Much as in previous recessions, the number of applications to public disability insurance programs increased sharply during the Great Recession. We find that the composition of applicants also changes across business cycles. For example, applicants during economic downturns, and especially during the Great Recession, are younger, better educated, higher income, and more likely to have recent work experience. However, we find only mixed evidence supporting the theory that the increase in applications in downturns is caused by healthier applicants who apply to disability programs only because they are unemployed.

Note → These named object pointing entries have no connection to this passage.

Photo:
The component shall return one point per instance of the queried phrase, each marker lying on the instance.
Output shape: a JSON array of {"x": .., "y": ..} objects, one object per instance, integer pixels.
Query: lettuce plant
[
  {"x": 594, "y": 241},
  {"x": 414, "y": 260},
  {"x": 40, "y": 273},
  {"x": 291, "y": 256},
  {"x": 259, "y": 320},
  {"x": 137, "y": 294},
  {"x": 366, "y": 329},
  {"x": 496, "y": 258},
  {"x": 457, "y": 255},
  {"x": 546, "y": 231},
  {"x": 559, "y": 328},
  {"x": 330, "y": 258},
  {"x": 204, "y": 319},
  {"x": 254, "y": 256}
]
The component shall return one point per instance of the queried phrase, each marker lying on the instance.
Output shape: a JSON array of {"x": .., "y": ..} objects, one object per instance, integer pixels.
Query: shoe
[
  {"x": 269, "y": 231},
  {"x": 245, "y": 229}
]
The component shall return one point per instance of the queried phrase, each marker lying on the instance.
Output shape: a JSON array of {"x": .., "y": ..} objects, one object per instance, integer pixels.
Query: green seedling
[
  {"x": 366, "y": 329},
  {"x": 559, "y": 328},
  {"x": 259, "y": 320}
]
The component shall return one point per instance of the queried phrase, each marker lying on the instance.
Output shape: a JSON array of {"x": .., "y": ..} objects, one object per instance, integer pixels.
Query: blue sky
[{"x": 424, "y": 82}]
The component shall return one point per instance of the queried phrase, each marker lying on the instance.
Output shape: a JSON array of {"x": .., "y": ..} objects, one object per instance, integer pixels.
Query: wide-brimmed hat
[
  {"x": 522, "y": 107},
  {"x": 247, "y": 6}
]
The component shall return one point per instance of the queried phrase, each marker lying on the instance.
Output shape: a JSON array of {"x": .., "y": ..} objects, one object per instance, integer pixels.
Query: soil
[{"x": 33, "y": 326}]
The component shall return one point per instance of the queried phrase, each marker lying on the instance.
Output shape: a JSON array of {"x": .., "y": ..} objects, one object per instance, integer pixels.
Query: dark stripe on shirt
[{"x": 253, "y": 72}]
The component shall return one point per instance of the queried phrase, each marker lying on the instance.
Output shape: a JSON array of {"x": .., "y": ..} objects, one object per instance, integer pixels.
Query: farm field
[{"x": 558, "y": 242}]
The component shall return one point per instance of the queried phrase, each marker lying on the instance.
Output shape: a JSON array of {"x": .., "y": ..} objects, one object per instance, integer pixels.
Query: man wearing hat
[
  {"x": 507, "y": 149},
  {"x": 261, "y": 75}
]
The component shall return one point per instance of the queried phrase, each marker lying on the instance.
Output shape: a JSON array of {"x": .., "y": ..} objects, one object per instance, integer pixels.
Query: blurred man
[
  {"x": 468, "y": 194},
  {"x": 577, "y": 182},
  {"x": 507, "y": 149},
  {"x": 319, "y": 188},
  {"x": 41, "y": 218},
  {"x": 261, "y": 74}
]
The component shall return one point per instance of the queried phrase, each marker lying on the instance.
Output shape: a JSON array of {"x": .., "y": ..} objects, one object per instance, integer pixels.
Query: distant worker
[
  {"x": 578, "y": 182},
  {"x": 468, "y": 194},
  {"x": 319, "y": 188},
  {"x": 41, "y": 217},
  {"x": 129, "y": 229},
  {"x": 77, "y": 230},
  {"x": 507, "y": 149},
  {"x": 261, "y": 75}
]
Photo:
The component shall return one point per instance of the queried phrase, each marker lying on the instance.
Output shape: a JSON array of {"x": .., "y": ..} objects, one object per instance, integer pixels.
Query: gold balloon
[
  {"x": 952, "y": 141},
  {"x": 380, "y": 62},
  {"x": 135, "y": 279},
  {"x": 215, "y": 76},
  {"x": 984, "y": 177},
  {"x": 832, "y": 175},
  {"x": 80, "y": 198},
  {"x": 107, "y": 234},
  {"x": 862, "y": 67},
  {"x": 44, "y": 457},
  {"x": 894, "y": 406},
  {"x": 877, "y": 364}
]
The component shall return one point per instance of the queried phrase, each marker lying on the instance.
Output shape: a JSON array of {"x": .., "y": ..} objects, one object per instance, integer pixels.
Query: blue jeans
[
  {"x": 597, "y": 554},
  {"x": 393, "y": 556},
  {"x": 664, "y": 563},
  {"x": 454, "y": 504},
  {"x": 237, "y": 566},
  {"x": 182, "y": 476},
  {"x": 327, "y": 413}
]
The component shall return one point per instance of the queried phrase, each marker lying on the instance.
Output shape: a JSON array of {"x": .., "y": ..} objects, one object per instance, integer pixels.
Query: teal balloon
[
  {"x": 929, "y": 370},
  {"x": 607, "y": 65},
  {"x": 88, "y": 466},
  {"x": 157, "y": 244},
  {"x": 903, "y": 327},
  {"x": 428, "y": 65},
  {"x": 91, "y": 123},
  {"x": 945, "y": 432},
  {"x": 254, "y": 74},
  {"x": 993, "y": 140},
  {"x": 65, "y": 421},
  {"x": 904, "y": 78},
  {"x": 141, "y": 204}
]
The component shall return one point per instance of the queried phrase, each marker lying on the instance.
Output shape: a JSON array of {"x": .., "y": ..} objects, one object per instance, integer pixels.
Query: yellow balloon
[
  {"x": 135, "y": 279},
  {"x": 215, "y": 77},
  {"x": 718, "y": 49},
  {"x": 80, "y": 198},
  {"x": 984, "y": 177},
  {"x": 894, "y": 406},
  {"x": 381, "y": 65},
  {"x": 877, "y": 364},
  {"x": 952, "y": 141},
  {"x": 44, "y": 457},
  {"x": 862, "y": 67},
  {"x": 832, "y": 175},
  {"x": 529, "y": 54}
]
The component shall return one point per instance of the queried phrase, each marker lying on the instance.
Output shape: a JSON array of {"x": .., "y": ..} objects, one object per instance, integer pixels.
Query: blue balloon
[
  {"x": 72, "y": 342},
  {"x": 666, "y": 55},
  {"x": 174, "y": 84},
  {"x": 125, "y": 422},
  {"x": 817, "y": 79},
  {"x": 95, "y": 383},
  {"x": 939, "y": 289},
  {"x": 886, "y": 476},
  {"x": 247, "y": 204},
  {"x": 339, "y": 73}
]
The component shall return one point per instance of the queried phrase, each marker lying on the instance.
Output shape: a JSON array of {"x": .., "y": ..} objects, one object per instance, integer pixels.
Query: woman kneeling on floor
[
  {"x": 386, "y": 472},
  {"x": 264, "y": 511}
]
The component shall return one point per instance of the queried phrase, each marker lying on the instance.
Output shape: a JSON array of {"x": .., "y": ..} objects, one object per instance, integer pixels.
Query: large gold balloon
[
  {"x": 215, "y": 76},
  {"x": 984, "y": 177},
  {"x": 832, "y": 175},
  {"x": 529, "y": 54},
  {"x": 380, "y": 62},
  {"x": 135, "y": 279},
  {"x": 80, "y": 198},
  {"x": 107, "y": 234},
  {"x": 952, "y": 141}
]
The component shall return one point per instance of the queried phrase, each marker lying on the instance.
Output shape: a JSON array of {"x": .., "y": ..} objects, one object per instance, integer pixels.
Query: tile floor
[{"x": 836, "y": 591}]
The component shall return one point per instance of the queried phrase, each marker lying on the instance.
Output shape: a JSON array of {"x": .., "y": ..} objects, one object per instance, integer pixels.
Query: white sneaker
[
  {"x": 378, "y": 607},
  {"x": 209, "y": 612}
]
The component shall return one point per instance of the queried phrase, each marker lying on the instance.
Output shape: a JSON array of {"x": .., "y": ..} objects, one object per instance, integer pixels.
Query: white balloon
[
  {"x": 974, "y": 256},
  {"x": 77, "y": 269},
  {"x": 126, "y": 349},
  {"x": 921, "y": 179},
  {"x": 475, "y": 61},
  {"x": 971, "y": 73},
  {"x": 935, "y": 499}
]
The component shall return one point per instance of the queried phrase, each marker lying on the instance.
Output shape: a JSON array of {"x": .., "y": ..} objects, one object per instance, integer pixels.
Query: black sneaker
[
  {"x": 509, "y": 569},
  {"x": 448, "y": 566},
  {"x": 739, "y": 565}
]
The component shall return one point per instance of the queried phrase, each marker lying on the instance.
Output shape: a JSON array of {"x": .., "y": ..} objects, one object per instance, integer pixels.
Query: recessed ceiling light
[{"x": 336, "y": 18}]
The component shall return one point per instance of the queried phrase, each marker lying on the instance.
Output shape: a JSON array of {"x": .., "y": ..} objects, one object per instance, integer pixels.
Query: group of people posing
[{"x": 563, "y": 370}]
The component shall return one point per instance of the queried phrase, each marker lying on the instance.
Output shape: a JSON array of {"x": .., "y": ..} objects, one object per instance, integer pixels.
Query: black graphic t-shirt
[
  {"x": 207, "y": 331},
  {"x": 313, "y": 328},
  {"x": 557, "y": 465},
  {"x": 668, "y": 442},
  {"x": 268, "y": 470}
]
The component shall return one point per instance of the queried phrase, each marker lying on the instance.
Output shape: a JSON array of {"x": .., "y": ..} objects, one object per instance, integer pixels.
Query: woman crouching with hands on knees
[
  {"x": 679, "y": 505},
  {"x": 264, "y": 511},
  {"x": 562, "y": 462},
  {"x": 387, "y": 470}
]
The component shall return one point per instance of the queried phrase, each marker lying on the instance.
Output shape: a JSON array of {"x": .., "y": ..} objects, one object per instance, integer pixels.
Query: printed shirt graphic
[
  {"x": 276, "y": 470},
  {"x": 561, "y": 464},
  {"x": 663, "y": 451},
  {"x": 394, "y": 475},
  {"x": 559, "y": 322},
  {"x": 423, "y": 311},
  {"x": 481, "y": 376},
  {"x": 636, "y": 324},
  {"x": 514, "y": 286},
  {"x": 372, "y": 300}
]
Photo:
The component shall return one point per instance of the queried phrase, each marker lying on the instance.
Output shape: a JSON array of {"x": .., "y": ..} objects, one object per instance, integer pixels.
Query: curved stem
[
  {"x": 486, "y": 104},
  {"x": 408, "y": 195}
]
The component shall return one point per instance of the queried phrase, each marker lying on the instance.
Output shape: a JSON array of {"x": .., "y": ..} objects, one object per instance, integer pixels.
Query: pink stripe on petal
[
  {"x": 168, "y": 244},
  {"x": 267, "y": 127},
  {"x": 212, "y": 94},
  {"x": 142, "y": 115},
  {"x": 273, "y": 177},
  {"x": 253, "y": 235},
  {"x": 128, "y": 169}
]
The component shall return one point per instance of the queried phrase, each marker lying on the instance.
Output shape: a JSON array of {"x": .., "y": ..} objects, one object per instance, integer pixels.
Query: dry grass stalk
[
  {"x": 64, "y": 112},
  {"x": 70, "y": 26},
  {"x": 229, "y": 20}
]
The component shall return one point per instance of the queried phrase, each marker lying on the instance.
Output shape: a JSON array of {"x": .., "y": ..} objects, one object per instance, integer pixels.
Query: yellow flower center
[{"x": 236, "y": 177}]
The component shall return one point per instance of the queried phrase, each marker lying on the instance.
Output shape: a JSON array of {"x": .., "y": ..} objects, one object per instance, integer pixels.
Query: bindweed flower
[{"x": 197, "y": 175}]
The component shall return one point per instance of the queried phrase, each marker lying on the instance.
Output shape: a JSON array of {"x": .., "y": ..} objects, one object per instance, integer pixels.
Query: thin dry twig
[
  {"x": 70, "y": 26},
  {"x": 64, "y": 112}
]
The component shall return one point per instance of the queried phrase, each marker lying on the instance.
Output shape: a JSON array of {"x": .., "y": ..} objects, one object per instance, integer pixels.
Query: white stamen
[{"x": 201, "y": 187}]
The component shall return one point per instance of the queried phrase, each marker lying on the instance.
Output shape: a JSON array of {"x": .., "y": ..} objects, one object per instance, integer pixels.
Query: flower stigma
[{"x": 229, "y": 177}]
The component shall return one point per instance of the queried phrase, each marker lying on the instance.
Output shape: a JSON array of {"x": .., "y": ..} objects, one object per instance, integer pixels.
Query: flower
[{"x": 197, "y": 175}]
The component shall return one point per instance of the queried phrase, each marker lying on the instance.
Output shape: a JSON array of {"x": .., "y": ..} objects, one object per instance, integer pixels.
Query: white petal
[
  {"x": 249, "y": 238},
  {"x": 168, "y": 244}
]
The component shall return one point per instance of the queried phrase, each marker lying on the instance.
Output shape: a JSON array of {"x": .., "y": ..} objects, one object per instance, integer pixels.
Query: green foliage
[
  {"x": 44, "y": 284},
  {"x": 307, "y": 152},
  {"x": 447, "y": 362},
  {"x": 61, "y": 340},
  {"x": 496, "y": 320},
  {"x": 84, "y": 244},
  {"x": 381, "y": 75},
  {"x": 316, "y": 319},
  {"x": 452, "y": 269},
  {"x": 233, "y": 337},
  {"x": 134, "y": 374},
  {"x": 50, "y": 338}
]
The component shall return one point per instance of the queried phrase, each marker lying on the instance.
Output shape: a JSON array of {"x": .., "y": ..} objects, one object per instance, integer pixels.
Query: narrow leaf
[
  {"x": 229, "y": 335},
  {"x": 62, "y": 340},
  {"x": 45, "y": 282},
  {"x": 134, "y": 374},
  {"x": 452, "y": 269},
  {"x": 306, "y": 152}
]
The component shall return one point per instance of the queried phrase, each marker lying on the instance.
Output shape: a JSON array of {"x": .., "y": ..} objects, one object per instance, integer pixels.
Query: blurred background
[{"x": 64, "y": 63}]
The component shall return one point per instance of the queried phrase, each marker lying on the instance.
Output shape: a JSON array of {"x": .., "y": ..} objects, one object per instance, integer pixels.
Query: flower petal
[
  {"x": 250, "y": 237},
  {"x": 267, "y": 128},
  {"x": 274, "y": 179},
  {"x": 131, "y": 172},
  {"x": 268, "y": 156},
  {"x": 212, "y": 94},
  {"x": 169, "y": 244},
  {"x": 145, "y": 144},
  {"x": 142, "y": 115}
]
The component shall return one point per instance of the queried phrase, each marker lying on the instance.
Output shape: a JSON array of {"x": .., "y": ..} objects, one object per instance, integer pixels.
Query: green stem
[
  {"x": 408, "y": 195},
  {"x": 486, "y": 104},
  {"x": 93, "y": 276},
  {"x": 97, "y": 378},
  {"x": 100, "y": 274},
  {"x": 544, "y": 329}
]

We formally decompose how the differences among the applicants across the business cycle – both from peak to trough and from trough to trough – contribute to the increased probability of applying for, and being awarded, benefits. We find that changing demographics and unemployment rates explain less than half of the increase in the application rate and only one quarter of the increase in the awards to applicants (the allowance rate) between the 2004-2006 expansion and the Great Recession. Further, these same factors predict a fall in the award rate (among eligible individuals), in contrast to the increase observed in the data. Together with the fact that there have been no programmatic changes in the disability programs in the 2000s, these results suggest there have been fundamental changes over the last decade in the way that people apply to disability and in the way these applications are evaluated that cannot be explained by observable differences.